I’m with your mom! The first time I ever had rice pudding I was 22 years old and someone served it for Thanksgiving. I had zero experience of it so I assumed it was a savory dish. I took my helping and, as the meal progressed, had my first bite. I almost – then and there at the dining table filled with people I barely knew – spat it out. ALMOST…but I managed to swallow it. Let me tell you, when you’re expecting savory and you get sweet, it’s a bit of a shock. I have never had any since. 🙂
Oh, and I love the sweetness of your uncle for his sister!!!!

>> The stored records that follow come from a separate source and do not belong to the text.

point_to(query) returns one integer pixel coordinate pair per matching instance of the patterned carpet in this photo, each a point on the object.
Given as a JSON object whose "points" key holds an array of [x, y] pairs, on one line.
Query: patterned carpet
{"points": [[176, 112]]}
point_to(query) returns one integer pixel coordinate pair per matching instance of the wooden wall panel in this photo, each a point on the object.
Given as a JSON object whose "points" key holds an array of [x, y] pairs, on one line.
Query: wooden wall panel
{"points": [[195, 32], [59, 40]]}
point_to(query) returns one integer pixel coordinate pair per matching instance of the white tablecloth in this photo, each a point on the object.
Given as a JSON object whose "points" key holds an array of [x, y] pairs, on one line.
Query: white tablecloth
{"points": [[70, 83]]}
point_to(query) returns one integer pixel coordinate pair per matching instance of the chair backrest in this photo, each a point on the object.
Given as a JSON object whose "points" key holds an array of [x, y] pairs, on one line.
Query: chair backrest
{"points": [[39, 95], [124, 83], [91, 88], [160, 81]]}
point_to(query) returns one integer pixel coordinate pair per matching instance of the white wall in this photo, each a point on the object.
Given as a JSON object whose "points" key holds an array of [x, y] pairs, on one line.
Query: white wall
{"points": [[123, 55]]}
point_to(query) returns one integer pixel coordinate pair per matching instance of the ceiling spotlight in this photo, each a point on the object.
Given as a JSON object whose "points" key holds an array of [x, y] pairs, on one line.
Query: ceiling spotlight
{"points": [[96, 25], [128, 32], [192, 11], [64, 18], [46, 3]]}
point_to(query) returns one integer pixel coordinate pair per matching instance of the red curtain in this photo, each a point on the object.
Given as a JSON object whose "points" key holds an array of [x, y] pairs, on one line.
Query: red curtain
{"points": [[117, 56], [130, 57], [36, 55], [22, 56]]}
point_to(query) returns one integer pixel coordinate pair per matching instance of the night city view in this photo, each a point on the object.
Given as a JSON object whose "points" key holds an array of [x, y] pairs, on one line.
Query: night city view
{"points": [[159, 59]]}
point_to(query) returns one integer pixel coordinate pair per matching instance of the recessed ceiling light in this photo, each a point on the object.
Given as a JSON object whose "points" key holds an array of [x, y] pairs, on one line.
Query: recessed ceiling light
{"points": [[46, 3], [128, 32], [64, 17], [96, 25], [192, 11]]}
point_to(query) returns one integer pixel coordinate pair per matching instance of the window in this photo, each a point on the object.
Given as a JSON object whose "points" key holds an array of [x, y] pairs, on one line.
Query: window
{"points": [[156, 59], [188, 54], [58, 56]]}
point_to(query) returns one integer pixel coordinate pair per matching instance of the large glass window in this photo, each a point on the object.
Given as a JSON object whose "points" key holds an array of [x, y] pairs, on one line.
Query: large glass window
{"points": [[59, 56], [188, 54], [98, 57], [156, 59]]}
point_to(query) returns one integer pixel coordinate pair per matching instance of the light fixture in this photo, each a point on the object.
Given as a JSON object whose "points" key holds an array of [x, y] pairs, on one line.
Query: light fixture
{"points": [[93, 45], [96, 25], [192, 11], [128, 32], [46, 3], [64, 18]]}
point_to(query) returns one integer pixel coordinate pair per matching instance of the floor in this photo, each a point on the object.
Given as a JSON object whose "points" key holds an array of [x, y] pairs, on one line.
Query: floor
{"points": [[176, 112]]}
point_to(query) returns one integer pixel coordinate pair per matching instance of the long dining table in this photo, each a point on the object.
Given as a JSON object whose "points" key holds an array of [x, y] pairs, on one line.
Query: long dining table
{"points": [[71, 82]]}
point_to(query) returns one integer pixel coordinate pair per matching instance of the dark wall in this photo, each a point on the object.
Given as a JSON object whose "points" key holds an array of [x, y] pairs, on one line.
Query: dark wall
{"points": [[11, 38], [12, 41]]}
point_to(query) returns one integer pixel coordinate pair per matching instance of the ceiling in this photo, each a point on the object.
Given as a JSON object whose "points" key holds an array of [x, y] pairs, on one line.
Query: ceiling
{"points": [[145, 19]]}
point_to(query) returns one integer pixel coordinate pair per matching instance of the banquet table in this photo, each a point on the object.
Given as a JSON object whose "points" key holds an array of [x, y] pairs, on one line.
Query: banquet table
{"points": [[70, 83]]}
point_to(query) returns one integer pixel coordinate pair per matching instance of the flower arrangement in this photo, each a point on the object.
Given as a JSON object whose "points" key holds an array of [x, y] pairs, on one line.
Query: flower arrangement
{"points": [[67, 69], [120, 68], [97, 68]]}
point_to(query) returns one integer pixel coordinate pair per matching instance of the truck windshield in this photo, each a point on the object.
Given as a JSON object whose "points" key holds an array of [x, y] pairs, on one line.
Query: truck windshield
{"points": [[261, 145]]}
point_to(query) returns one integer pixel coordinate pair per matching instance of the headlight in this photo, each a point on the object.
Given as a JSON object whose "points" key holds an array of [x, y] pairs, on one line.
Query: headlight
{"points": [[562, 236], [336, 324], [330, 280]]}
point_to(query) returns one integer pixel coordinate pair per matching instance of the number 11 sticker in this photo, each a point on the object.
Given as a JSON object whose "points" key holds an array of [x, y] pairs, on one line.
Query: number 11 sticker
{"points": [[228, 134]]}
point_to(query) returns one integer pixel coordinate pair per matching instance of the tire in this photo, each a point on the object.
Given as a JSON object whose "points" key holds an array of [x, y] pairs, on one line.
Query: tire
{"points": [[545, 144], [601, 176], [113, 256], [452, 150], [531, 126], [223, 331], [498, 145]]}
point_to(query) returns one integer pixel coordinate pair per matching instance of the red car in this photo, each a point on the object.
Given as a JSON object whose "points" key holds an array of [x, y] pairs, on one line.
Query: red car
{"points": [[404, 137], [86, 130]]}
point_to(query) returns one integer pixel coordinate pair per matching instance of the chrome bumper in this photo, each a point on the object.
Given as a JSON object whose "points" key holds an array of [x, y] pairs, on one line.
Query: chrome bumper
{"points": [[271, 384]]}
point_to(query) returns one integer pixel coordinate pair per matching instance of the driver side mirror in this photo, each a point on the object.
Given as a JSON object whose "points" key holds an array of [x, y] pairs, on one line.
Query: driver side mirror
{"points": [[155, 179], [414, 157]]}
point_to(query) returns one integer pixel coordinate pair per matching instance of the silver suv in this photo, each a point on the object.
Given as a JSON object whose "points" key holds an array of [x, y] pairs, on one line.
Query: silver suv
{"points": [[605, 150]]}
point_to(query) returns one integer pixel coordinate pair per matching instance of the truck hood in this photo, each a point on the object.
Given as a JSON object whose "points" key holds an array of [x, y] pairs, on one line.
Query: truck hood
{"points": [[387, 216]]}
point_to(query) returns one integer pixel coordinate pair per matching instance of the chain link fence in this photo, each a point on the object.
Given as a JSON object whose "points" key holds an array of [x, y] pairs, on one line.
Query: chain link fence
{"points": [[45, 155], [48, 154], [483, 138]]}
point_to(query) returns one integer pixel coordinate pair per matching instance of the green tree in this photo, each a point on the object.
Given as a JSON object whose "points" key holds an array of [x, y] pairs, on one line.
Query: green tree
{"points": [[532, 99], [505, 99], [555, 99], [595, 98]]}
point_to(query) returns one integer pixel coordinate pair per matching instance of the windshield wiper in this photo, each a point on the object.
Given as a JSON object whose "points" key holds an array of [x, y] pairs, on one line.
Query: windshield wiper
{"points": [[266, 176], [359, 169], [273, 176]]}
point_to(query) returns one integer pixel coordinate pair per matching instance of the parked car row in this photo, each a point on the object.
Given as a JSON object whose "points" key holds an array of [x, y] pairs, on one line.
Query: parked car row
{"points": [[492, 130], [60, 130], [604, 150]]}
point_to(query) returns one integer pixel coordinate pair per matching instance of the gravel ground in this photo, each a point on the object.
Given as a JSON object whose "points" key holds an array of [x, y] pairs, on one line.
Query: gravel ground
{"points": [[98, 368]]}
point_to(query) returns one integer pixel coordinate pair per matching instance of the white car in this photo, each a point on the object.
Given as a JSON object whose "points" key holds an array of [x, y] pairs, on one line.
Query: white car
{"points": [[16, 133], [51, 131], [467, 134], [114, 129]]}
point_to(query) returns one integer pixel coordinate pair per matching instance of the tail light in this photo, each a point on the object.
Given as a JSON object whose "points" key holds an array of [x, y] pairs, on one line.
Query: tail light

why did they have a dessert on the table during the main meal I have to ask? were they eating rice pudding with meat?. i can see why you got a shock.. c
This I do not know! Perhaps if the’d had it at the right time it would have helped!!!

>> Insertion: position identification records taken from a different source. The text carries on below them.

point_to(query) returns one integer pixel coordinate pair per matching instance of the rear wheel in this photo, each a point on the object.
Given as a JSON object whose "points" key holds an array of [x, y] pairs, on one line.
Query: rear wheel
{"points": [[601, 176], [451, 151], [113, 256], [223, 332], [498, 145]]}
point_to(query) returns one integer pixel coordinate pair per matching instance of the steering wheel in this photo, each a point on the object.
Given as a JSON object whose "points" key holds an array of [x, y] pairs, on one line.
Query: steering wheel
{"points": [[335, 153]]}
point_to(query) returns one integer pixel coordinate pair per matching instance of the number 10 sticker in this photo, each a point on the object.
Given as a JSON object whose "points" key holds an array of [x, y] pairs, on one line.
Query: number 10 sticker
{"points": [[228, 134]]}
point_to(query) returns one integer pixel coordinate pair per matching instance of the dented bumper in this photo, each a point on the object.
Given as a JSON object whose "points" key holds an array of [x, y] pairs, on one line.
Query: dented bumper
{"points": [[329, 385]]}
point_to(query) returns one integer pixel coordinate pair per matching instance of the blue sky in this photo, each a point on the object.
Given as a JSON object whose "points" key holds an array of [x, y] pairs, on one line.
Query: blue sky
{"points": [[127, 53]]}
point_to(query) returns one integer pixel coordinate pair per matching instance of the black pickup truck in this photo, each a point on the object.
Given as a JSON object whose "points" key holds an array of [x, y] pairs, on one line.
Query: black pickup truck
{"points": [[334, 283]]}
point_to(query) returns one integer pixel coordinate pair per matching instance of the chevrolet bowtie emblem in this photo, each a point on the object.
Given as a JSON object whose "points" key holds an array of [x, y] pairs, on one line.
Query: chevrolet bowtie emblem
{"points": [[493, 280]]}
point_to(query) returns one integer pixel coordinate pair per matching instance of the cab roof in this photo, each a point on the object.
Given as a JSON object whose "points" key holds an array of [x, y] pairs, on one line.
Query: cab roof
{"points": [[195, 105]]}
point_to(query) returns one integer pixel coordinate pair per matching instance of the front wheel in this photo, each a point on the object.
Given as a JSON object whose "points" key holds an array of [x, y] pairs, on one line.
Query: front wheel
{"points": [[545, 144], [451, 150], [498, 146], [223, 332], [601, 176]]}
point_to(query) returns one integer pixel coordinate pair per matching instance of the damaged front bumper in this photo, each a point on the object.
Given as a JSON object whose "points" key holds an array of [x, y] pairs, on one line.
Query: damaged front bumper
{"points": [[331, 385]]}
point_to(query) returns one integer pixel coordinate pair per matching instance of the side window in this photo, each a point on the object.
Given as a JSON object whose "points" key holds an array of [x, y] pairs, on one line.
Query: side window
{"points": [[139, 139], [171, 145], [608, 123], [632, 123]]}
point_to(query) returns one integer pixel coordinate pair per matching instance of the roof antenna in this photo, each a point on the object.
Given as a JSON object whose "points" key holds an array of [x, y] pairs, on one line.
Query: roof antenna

I love rice pudding- sans raisins please.
Nice and creamy that way! c
I remember many occasion sitting at the table because I refused to eat something, usually Brussel sprouts, fried spam or fried egg. I would have to sit there till everyone had gone, luckily we had a big German Shepherd and he usually helped eat the left overs. I’m sure my Mum knew but her will would not bend to mine but she wasn’t mean enough not to pretend the dog was getting leftovers :o) I do love rice pudding though!
sometimes a mother has to take a compromise just so that She can go to bed. I bet you would have sat there all night otherwise! i would not eat fried spam either, in fact I don’t believe i ever have.. and as for brussel sprouts, i have yet to meet a child who likes them.. Have a great day Allison.. c
I did not go to a Catholic school nor was I raised Catholic. But I had my tonsils out at 5 in a Catholic hospital, and lordy I remember hiding under a table for fear of the nuns! And if that hadn’t done it, my dad’s stories of his upbringing in a Catholic orphanage would have done it. Celiamama, I feel for ya. 😦
Still, I love rice pudding, and make it whenever the mood strikes. Brown rice, black rice – coconut milk, mmmmm …. 😀
i have learnt a lot about rice pudding after writing this post and you poor wee thing hiding under the bed! c
Hi Cecilia. It must have been incredibly hard for your mum and her family at that time. For a lot of other people as well I should imagine. Beautifully written and a great read.
I love rice pudding. Going to give your recipe a go.